/simplekiq

Primary LanguageRubyMIT LicenseMIT

Simplekiq

Simplekiq simplifies the boilerplate that sidekiq requires, it ensures that every job is run on a different queue and queues are no longer initialized in the sidekiq.yml

Installation

Add this line to your application's Gemfile:

gem 'simplekiq'

And then execute:

$ bundle

Or install it yourself as:

$ gem install simplekiq

Usage

Basics

Use include Simplekiq::Worker instead of Sidekiq::Worker

You can only pass one hash to the perform method. They should be named params, and symbolized_keys get's applied to the hash, so write tests and implementation accordingly.

Workers should be very simple. They should find or initaitialize another object and run one method on it.

class HardWorker
  include Simplekiq::Worker
  def perform(params)
    TacoMakingHandler.new(params).perform
    OR
    Taco.find(params[:taco_id]).make
  end
end

This will do two things:

  1. Your worker will default to the hard queue or if you are running it in a rails project it will default to the my_app-hard queue where my_app is your app name.

  2. Running bundle exec sidekiq will autoload the queue names by introspecting the workers (NOTE: only workers in app/workers will be loaded)

Do not declare queues in your sidekiq configuration file, this will throw an error.

Priority

Instead of declaring the priority for queues in the sidekiq.yml file you can set it directly in a worker, if this is not set the worker will default to priority (1):

class ReallyHardWorker
  include Simplekiq::Worker
  sidekiq_options priority: 2
end

A higher priority means that queue will be sampled more often and have a higher chance of running the job.

Priority Strict

Strict priority is not supported as there is no place to declare a list of workers.

Testing

Instead of requiring sidekiq/testing, require simplekiq/testing in your tests. This has all the functionality of the original sidekiq gem, but also adheres to the symbolized params paradigm established by Simplekiq in tests.

Datadog

Simplekiq comes with datadog configured out of the gate, including the stats that are already passed using the sidekiq-datadog gem simplekiq also passes a service:my_app tag through the sidekiq middleware.

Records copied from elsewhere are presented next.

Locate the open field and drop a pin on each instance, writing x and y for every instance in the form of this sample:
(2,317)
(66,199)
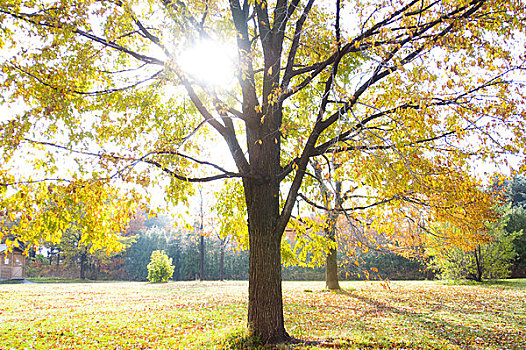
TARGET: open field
(193,315)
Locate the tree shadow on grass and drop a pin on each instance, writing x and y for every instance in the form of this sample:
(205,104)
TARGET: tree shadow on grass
(454,333)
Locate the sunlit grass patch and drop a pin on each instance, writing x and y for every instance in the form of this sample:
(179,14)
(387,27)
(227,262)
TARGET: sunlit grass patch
(212,315)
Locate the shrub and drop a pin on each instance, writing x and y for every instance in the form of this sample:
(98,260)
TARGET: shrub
(491,259)
(160,268)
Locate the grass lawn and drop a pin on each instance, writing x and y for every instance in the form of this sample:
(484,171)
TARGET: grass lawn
(193,315)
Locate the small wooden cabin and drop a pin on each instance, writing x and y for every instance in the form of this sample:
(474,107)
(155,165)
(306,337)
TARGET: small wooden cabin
(12,264)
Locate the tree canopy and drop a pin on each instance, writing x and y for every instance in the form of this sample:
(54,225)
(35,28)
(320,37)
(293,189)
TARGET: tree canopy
(405,96)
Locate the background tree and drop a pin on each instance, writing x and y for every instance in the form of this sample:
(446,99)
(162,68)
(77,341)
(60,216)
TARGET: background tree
(474,261)
(160,268)
(101,84)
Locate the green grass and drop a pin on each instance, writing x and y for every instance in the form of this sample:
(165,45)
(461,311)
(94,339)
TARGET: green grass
(193,315)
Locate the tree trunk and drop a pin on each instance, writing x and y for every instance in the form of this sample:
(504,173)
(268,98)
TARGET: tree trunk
(331,272)
(221,261)
(83,261)
(331,269)
(201,257)
(201,243)
(265,305)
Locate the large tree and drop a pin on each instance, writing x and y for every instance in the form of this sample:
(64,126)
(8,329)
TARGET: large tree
(408,93)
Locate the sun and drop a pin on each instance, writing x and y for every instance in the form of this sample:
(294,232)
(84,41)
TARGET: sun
(209,62)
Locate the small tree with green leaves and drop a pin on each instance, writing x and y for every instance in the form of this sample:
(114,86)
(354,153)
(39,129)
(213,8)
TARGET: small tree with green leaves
(160,268)
(490,258)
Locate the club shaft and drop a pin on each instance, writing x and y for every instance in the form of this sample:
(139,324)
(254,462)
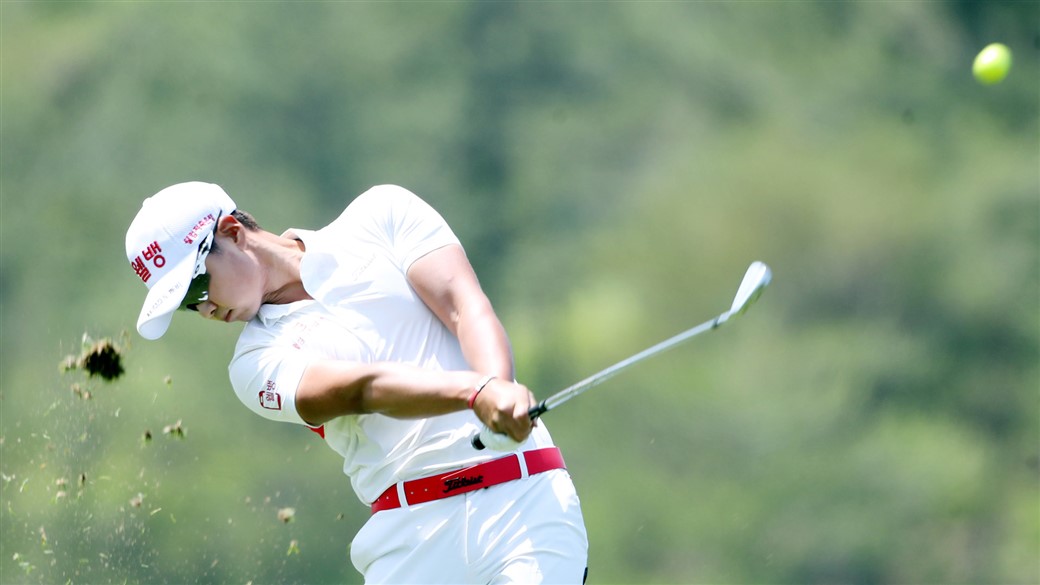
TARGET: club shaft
(578,387)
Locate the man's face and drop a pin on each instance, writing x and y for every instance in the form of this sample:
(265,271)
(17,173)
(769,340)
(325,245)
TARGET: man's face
(235,282)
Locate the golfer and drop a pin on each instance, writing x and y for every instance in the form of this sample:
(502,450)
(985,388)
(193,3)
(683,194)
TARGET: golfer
(374,333)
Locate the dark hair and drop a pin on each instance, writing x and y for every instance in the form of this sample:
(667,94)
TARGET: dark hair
(243,218)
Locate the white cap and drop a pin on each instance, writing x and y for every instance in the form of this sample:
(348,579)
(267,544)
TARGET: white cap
(162,246)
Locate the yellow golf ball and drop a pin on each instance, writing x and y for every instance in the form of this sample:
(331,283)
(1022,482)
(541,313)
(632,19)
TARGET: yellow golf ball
(992,64)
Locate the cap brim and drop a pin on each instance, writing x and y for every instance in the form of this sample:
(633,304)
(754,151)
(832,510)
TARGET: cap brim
(163,299)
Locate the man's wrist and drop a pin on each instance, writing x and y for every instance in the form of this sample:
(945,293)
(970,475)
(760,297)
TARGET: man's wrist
(476,390)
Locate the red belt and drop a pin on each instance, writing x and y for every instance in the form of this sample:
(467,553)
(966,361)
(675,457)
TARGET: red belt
(469,479)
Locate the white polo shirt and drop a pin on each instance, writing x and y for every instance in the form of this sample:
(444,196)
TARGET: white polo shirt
(364,310)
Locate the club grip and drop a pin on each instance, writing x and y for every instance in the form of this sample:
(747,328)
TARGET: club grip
(504,442)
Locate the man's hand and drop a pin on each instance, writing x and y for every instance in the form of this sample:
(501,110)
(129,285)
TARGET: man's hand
(502,406)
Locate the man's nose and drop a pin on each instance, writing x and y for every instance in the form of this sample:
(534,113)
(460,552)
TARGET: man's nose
(207,309)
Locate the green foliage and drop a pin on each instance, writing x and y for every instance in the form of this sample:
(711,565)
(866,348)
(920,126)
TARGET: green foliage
(612,169)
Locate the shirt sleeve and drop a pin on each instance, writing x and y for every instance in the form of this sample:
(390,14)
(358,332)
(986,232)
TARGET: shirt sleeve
(411,226)
(265,379)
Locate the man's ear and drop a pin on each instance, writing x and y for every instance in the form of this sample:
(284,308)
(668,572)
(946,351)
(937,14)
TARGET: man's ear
(230,227)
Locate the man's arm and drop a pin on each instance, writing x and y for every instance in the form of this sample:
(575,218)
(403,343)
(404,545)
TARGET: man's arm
(331,388)
(445,281)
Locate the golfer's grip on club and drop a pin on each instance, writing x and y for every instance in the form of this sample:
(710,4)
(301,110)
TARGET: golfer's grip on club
(499,441)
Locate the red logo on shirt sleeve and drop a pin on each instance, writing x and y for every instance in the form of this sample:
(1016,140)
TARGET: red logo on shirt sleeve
(269,399)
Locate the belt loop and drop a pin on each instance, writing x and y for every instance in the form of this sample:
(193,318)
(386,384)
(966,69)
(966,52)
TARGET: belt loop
(401,497)
(523,465)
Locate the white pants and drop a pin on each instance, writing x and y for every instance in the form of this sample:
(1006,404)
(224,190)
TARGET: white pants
(526,531)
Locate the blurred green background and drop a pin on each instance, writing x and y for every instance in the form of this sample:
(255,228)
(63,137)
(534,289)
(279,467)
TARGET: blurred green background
(612,169)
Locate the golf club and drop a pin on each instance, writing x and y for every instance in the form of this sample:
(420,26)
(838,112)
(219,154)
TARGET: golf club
(755,280)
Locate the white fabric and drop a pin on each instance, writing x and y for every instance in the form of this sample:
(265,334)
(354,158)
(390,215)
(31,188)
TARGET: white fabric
(364,310)
(525,532)
(162,244)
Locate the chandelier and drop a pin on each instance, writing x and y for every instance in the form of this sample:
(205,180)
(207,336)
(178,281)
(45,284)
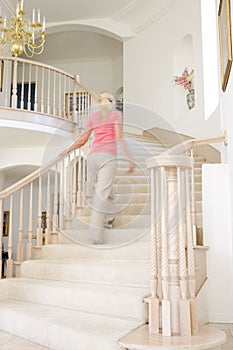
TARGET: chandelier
(21,35)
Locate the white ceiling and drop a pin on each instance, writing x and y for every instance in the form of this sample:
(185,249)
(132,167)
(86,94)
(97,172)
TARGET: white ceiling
(80,29)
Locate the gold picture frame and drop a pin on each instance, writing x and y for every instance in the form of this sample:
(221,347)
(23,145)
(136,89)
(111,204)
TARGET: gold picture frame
(1,74)
(6,218)
(225,40)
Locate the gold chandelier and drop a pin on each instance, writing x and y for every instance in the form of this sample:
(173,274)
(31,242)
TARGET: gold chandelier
(20,35)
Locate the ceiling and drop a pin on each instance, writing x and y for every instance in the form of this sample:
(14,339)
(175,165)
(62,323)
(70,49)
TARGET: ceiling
(121,18)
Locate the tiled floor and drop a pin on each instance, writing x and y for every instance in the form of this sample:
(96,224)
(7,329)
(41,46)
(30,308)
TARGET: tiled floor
(11,342)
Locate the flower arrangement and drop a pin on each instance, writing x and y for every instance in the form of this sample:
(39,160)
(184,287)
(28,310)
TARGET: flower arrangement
(185,80)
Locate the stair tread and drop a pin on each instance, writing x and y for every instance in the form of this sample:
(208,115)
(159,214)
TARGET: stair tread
(56,327)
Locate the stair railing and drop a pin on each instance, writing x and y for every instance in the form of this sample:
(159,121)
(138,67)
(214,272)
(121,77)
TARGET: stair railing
(172,304)
(36,87)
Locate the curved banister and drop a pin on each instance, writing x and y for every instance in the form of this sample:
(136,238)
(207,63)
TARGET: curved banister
(189,144)
(44,89)
(29,178)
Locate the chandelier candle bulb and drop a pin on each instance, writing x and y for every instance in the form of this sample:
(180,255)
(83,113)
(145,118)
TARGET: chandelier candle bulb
(38,13)
(19,34)
(33,16)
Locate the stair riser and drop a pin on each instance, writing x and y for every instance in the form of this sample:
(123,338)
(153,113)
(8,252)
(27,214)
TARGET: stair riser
(136,251)
(111,237)
(115,273)
(86,299)
(121,221)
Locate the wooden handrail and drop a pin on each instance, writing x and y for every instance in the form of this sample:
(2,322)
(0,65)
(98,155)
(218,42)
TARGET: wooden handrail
(187,145)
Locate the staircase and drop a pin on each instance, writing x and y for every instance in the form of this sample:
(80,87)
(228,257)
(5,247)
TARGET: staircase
(78,296)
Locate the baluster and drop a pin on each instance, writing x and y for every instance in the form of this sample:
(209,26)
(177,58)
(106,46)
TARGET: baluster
(54,93)
(185,322)
(80,181)
(14,84)
(62,193)
(6,85)
(48,215)
(36,91)
(39,238)
(166,313)
(9,270)
(74,114)
(59,96)
(193,202)
(190,258)
(64,103)
(29,244)
(42,91)
(55,203)
(74,185)
(68,188)
(1,232)
(48,95)
(20,238)
(83,179)
(22,89)
(154,301)
(29,88)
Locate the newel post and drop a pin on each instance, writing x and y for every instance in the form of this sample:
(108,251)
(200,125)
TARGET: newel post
(172,305)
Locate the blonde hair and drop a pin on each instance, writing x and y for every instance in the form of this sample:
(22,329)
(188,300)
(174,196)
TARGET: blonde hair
(105,100)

If you have Sidekiq::Pro then you can set the dogstatsd with DATADOG_HOST and DATADOG_PORT env variables.

Development

After checking out the repo, run bin/setup to install dependencies. Then, run rake spec to run the tests.

To install this gem onto your local machine, run bundle exec rake install. To release a new version, update the version number in version.rb, and then run bundle exec rake release, which will create a git tag for the version, push git commits and tags, and push the .gem file to rubygems.org.

Contributing

Bug reports and pull requests are welcome on GitHub at https://github.com/fzf/simplekiq. This project is intended to be a safe, welcoming space for collaboration, and contributors are expected to adhere to the Contributor Covenant code of conduct.

License

The gem is available as open source under the terms of the MIT License.

Code of Conduct

Everyone interacting in the Simplekiq project’s codebases, issue trackers, chat rooms and mailing lists is expected to follow the code of conduct.